People reached out to me because of a particular style that I have. Coming from a different background that wasn’t commercial or lifestyle, I think it helped me to set myself apart a little bit, especially with the post-production and the editing. I spent quite a lot of time learning all there is to editing and developing my style, using color to tell emotion, and things like that. And I put effort into building a network of creatives which helped me to even land specific jobs in the first place. Los Angeles is full of talented creators and cinematographers and I connected with a few of them pretty quickly. We formed our own small production company, which meant that I got to do a lot more commercial work.

For example, one of my biggest first jobs in LA was with Xbox. I had worked with other big brands before, but on a smaller scale, whereas, with this one, I was acting as the producer, finding all the models, doing the location scouting, and developing the shot list. It had a larger budget, and thanks to my network I was able to bring in a lot of other creators to help me create something amazing. It was just a really cool experience that taught me quite a bit. Just that shoot alone pushed things to the next level — for me as a professional photographer and for our production company. Surrounding myself with talented people that I trust and work well with is very important to me. Now, anytime I’m getting these bigger jobs, especially video-wise, I know I have a solid team that’s able to deliver.

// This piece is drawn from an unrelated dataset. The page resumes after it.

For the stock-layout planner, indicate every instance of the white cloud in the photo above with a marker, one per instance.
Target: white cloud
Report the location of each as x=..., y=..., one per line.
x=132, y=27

One of my favorite genres is shooting automotive photography. I just recently did a project with Hyundai for their electric vehicles and we were able to go out to Palm Springs and have a full weekend there. They gave me full creative control, which is of course always pretty cool. There are jobs where I have full creative freedom and they don’t even need to approve anything. They trust me that I’m just going to get the deliverables either posted or sent to them however they want. But then there are other companies that want to have a lot more control and want things a certain way. You can always suggest things that you think are going to work better, but you also want to make sure the clients are happy. So it’s just a balance really.

Credit: Andrew Optics

Credit: Andrew Optics

When it comes to pitching these jobs, I’ve been pretty lucky the last couple of years. Since I always put the effort into building a network and my personal brand, I haven’t really had to pitch anything because the inbound has been consistent enough to keep me busy. But I can definitely see that it is getting harder and harder in the industry and photographers have to diversify their expertise. Personally, I do have a photography course, and a mentorship program with one of my business partners. I also helped lead the Bay team of the shooter’s community, a community of creatives that are passionate about connecting and networking with other people in their field. We host events all around the world, and actually just combined the LA and the Bay shooters community to have one big chapter called Cali Shooters. We’ve hosted a couple of events down here, typically with a few 100 to 300 people where we also partner up with companies and do giveaways.

I love where this whole photography journey took me so far, but I honestly know that I have to pay attention to my work-life balance and not be working 100% of my time. I still want to have time for family and friends and all that stuff as well. It is also very important to me to still be able to connect with the reason that made me initially fall in love with photography. I never want to feel like that it´s just work and run the risk of creatively burning out. I still love to be in that creative space, go to the beach, take a camera, connect with other creators, and just have fun shooting.